Since 2006, federal law has capped annual interest-rates on payday loans to active-duty military members at 36 percent. The interest-rate cap was broadened in 2015 to include several more types of personal, unsecured loans.
In Illinois, meanwhile, payday loan-borrowers have been subjected to average annual interest-rates of close to 300 percent.
Illinois lawmakers tried to tackle this issue in 2005, and passed a rate cap that was widely heralded. But the industry took advantage of a gaping loophole and then kept right on with their business.
That legislation was painstakingly negotiated over many months. Under the old regime of House Speaker Michael Madigan, most every interest was given a seat at the table and then they were told to hammer out their best deals. Madigan often said he was a big fan of President Franklin Delano Roosevelt’s use of that same method to pass much of his own legislation.

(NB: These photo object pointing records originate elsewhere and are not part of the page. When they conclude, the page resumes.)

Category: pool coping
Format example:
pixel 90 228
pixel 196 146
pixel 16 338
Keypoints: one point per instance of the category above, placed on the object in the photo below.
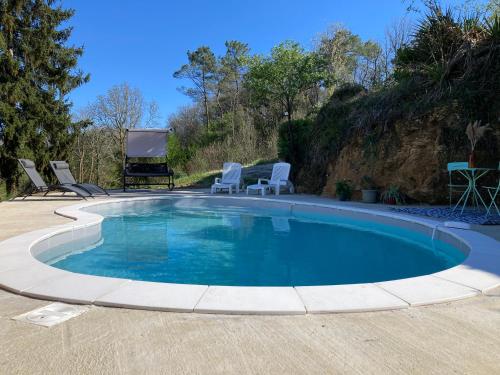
pixel 22 273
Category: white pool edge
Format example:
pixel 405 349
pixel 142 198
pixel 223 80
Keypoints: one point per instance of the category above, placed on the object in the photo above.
pixel 22 273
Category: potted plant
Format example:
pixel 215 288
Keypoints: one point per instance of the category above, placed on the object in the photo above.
pixel 392 195
pixel 368 190
pixel 343 190
pixel 475 132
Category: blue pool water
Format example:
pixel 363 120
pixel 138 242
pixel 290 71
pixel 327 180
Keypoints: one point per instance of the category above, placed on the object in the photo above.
pixel 244 246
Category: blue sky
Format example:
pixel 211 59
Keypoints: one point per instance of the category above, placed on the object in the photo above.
pixel 144 42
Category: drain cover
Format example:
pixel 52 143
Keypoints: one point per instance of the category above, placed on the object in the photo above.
pixel 52 314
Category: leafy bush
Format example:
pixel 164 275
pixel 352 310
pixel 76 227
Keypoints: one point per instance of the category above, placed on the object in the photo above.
pixel 293 141
pixel 343 190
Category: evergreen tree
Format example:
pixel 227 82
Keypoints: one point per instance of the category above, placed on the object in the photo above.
pixel 37 71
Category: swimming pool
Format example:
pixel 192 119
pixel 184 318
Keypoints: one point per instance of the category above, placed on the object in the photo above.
pixel 286 255
pixel 236 244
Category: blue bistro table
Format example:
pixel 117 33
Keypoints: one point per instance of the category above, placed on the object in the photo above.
pixel 471 192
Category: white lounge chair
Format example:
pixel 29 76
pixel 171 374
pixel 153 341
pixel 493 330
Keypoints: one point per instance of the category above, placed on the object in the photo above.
pixel 279 179
pixel 231 179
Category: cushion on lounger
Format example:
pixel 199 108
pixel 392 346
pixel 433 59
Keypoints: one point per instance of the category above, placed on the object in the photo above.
pixel 27 163
pixel 61 165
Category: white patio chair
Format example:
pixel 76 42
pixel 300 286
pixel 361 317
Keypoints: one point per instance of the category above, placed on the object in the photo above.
pixel 231 179
pixel 279 180
pixel 452 186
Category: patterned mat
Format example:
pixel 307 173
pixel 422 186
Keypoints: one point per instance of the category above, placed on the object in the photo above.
pixel 469 216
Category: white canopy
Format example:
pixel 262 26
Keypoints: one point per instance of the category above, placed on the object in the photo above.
pixel 147 143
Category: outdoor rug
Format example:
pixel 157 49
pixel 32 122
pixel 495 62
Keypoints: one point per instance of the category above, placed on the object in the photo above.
pixel 469 216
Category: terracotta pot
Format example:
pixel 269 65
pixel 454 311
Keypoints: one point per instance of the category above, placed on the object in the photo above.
pixel 390 201
pixel 472 160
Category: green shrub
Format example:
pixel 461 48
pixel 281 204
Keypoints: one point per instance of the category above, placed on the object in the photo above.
pixel 343 190
pixel 293 141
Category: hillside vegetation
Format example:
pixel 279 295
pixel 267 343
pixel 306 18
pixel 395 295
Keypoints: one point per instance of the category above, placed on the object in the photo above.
pixel 404 132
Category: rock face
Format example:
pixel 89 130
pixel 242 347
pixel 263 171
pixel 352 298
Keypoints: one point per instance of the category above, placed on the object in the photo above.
pixel 412 156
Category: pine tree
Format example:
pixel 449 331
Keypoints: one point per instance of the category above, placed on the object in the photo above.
pixel 37 71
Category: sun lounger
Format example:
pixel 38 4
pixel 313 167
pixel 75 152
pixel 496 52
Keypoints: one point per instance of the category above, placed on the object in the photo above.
pixel 38 185
pixel 64 176
pixel 278 180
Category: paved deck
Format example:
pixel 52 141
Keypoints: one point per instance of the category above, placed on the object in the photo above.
pixel 458 337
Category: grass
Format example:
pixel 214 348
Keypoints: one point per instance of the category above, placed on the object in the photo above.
pixel 206 179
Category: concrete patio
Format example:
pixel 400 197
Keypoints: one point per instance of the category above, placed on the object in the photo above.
pixel 459 337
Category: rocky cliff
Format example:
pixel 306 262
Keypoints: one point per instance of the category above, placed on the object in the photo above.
pixel 412 155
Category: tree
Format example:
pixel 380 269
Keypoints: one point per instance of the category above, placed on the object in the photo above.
pixel 338 50
pixel 37 72
pixel 200 70
pixel 345 58
pixel 283 77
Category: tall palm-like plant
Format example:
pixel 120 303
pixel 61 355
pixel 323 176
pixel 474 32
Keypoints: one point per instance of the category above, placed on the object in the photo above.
pixel 475 131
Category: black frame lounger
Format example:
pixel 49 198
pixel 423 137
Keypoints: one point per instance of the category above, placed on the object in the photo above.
pixel 38 185
pixel 64 176
pixel 147 144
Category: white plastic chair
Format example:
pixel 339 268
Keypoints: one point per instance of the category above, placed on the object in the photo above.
pixel 231 178
pixel 452 187
pixel 279 179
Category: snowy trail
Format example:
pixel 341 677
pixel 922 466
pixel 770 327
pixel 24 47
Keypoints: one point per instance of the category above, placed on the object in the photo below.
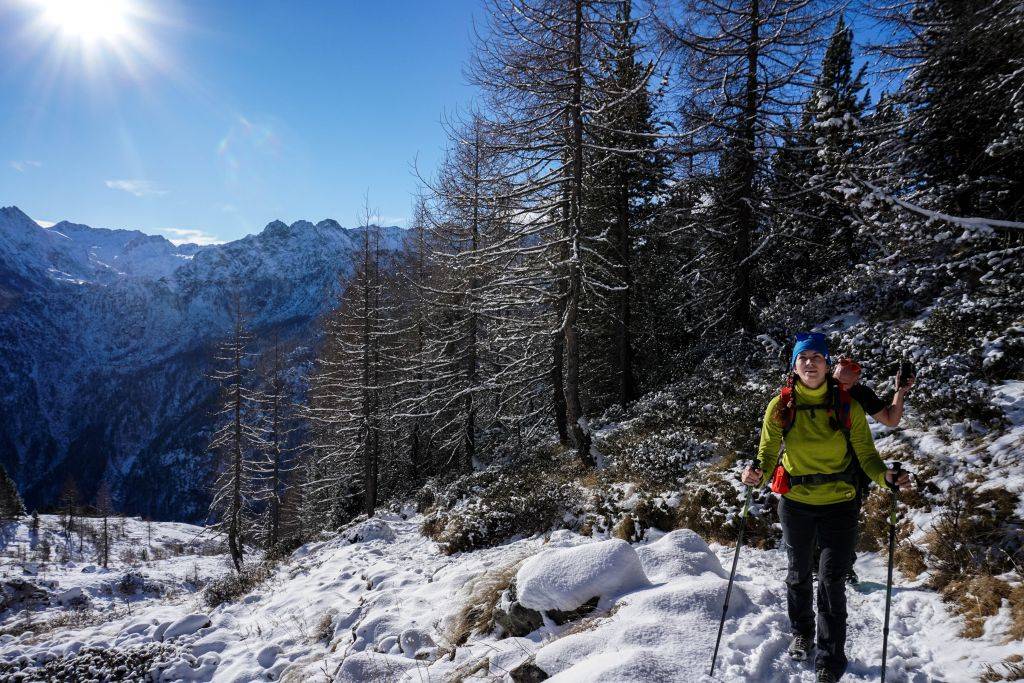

I don’t know about FDR, but MJM also had mouths to feed. The political machine he built (which was copied by the other legislative leaders) provided a path for his most-favored former state staffers into contract-lobbying jobs, where they continued running his campaign apparatus as well as representing a huge number of interests under the Statehouse dome. Hiring one of Madigan’s former staffers didn’t necessarily guarantee any specific industry a win, mainly because those folks represented all sides of almost every coin. But it did mean they were listened to. And oftentimes bills couldn’t move until their concerns were addressed, sometimes leading to very complicated laws that appeared on the surface to be wins for liberal Democrats, but, as with the payday-loan bill, turned out to be paper tigers.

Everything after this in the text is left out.